Há cerca de um ano, Sobrevivendo no Inferno foi selecionado como obra obrigatória do vestibular da Universidade Estadual de Campinas (Unicamp), sendo posteriormente transposto aos livros pela Companhia das Letras, obra que ganhou novos contornos com o texto de apresentação de Acauam Silvério de Oliveira, professor de Literatura da Universidade de Pernambuco.
Em um dos trechos do texto de apresentação, Acauam procura traduzir para o leitor o impacto no cenário nacional de Sobrevivendo no Inferno. O professor coloca a obra em pé de igualdade a Memórias Póstumas de Brás Cubas (Machado de Assis) e Terra em Transe (Glauber Rocha), por exemplo. Também cita o ensaísta Francisco Bosco, para quem a obra fez com que os debates identitários extrapolassem as fronteiras da academia e dos movimentos sociais.
Sobrevivendo no Inferno deu novos contornos ao termo “periferia”, como aponta o sociólogo Tiaraju D’Andrea. Não apenas mais um signo de pobreza e violência, mas, também, cultura e potência. Ou seja, estamos, desde então, diante de novas elaborações coletivas de referência à periferia. Ainda que à margem, agora esses cidadãos periféricos se apropriam de sua própria imagem, construíram uma voz própria. Dessa nova realidade surge a Imperador Sem Teto, de Curitiba, mas também das periferias do Brasil.
Entre personagem e peça, numa espécie de jogo de espelhos, Igor Kierke, criador do projeto, perpassa diferentes linguagens artísticas para compor uma pequena ópera sobre a periferia contemporânea, sujeito ainda indissociável da violência urbana e da omissão do Estado, mas também atuante na perpetuação dos abismos entre as esferas da sociedade, seja de forma passiva ou ativa. Hoje, nem mesmo o cidadão periférico, a quem a construção de uma voz própria, vinte anos atrás, representava sua legitimação, se vê distanciado das idiossincrasias que marcam nossa identidade patriótica.
Entre personagem e peça, numa espécie de jogo de espelhos, Igor Kierke, criador do projeto, perpassa diferentes linguagens artísticas para compor uma pequena ópera sobre a periferia contemporânea.
É por isso que o contexto sonoro, lírico e teatral composto por Kierke e seu Imperador Sem Teto ganha nuances mais politizadas mesmo quando sua ópera-rock-rap-trap apenas e tão somente compõe um registro de paisagem sonora. Parece haver ali uma busca de construir uma fraternidade de iguais no meio desta comunidade periférica, cuja identidade não está simplesmente voltada ao que vive em ambiente físico à margem das grandes cidades, mas a sua sexualidade, seu gênero, seu poder político. O sujeito periférico de Kierke é distinto neste ponto dos de Mano Brown e cia, mas converge quando sua proposta também confronta o ideal de “conciliação racial”, que parece revisitado nestes tempos de governo Bolsonaro.
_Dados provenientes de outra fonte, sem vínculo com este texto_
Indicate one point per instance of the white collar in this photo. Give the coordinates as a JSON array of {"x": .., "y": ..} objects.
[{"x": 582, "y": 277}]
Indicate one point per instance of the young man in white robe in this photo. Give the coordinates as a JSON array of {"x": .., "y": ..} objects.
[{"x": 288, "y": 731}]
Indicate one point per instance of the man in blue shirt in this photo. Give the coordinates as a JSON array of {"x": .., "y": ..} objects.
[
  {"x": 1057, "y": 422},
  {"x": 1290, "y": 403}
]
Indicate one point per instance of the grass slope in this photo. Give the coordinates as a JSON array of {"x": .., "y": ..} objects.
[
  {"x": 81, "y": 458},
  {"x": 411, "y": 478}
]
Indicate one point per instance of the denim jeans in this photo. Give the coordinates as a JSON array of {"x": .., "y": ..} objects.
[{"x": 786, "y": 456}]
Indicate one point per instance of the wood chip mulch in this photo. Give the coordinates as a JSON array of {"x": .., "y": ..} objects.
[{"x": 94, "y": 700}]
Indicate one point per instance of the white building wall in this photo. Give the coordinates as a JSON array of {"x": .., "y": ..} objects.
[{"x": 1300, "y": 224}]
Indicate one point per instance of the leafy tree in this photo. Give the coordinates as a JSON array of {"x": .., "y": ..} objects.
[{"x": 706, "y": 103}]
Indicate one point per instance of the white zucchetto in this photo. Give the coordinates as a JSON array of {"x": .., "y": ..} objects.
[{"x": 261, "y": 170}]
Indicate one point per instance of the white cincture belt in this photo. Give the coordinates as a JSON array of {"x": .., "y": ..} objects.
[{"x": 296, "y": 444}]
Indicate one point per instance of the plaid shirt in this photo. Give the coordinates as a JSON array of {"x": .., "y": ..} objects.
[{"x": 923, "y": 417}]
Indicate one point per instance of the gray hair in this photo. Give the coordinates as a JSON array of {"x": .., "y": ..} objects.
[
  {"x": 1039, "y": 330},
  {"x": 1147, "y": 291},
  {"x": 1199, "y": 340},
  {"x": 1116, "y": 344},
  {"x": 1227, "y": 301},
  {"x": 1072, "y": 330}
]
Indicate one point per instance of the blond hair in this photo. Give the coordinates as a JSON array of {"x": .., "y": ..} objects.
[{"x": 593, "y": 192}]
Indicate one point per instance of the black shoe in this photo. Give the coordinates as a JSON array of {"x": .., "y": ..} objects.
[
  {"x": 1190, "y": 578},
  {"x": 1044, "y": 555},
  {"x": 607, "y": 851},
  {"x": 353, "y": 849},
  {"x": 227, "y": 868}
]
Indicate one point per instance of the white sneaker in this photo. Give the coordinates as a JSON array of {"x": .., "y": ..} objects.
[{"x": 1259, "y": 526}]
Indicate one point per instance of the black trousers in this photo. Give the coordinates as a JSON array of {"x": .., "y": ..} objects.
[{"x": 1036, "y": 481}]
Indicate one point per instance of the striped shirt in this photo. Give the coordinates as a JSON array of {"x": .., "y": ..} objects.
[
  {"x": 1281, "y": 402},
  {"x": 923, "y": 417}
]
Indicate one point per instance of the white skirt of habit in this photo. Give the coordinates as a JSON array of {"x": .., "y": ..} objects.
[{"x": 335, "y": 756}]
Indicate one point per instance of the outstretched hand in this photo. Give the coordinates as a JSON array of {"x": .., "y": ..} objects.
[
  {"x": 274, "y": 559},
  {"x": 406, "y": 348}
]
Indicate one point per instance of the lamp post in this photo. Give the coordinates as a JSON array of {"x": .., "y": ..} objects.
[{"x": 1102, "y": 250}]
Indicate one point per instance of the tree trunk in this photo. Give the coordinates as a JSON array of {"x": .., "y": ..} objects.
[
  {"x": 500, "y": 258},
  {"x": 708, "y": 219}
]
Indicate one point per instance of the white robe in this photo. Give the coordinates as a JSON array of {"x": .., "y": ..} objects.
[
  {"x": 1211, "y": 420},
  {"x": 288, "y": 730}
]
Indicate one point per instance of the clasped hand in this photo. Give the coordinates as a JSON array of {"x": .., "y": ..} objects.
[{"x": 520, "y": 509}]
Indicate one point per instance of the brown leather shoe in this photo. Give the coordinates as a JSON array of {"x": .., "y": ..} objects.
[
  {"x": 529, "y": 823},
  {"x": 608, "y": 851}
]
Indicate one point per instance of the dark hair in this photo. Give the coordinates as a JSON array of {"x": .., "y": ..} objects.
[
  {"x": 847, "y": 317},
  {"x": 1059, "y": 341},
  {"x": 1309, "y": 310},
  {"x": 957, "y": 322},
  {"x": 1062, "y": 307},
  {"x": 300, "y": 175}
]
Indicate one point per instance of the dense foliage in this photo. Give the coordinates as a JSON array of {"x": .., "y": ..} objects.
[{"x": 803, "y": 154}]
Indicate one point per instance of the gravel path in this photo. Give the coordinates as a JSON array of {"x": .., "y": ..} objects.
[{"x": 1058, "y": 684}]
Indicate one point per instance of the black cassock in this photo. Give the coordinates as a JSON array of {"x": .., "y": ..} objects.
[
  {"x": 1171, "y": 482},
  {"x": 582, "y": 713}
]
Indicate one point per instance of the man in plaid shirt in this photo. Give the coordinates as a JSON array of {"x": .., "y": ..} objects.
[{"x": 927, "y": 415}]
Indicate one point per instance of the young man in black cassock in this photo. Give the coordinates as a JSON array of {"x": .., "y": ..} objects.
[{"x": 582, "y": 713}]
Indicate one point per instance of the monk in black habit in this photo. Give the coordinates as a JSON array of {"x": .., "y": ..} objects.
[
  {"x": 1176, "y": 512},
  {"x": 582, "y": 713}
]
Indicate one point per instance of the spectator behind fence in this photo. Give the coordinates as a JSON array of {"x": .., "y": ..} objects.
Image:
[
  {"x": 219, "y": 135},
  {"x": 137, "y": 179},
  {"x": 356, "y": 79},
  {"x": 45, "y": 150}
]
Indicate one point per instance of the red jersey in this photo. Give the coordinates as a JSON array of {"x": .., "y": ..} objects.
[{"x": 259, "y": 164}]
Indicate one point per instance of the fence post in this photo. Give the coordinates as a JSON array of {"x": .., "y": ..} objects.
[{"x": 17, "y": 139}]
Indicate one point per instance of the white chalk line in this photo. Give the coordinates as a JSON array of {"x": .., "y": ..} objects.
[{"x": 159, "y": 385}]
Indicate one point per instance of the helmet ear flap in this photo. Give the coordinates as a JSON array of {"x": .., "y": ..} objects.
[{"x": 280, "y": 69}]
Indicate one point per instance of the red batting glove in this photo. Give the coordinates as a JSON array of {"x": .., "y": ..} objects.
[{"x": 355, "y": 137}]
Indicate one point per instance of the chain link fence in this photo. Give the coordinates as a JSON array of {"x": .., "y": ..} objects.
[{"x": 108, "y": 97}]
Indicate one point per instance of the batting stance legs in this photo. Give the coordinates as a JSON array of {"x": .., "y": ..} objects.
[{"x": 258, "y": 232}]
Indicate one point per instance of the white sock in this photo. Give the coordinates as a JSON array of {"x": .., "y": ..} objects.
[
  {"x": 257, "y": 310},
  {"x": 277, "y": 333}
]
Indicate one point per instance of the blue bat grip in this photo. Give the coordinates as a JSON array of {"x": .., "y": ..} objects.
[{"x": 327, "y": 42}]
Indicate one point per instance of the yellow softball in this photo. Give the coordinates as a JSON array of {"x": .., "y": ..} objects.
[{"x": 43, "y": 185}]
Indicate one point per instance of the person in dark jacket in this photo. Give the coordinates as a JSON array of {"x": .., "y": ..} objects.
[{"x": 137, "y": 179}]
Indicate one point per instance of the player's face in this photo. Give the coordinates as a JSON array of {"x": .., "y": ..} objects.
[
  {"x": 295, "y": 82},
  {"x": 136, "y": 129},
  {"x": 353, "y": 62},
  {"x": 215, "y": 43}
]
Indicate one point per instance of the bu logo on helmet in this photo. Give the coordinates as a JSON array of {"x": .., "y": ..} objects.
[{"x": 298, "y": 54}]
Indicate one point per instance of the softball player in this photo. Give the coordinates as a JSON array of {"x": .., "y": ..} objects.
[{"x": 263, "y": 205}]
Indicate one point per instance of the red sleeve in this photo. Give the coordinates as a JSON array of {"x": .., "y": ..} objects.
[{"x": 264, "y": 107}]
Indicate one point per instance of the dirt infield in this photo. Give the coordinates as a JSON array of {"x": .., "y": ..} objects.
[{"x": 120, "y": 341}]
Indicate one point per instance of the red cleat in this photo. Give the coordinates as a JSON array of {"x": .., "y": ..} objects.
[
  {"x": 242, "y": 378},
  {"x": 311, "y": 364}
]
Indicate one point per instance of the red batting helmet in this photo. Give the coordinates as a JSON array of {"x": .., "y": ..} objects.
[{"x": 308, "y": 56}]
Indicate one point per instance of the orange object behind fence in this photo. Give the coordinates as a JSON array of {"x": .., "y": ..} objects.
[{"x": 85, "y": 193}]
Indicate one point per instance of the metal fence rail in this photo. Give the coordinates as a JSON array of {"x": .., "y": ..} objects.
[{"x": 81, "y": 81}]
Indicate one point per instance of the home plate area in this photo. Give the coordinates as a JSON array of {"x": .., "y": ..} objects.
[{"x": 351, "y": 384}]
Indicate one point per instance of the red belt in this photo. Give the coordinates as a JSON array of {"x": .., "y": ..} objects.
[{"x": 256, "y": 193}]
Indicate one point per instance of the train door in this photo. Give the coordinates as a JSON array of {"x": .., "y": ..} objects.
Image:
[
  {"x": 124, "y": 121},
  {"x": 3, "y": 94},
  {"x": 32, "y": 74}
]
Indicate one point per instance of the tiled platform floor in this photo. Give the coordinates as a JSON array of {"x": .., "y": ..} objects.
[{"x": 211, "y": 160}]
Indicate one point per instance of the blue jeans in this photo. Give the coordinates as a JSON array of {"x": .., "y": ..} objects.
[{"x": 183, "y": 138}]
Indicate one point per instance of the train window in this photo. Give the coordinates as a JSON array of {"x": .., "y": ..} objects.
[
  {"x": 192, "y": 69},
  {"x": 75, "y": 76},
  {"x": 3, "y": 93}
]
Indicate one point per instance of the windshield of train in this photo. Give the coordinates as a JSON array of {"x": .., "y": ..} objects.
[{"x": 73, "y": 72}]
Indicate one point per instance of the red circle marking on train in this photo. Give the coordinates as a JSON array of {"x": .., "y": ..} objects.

Sobrevivendo no Inferno deu início ao deslocamento da canção brasileira para outros pilares de organização de sentido, como aponta Acauam, justamente o que resultaria em LADO A, o primeiro álbum de Imperador Sem Teto, lançado no último mês de junho. E essa mudança é fundamental para a existência do projeto de Kierke, justamente por evidenciar a complexidade de uma realidade que segue garantindo aos que estão à margem desse projeto de país a periferia da vivência social.
E se é possível fazer esta relação entre obras aparentemente tão distintas, também é viável afirmar que Kierke busca com LADO A sedimentar bases para novas vivências. Ou seja, nem disco nem espetáculo se fecham em sentido, pelo contrário, são obras abertas a diferentes compreensões e assimilações. E do impacto causado pelas canções no disco, espera-se que surjam novos diálogos, capazes, inclusive, de contradizer a análise deste jornalista. Oportunidade imperdível, por sinal.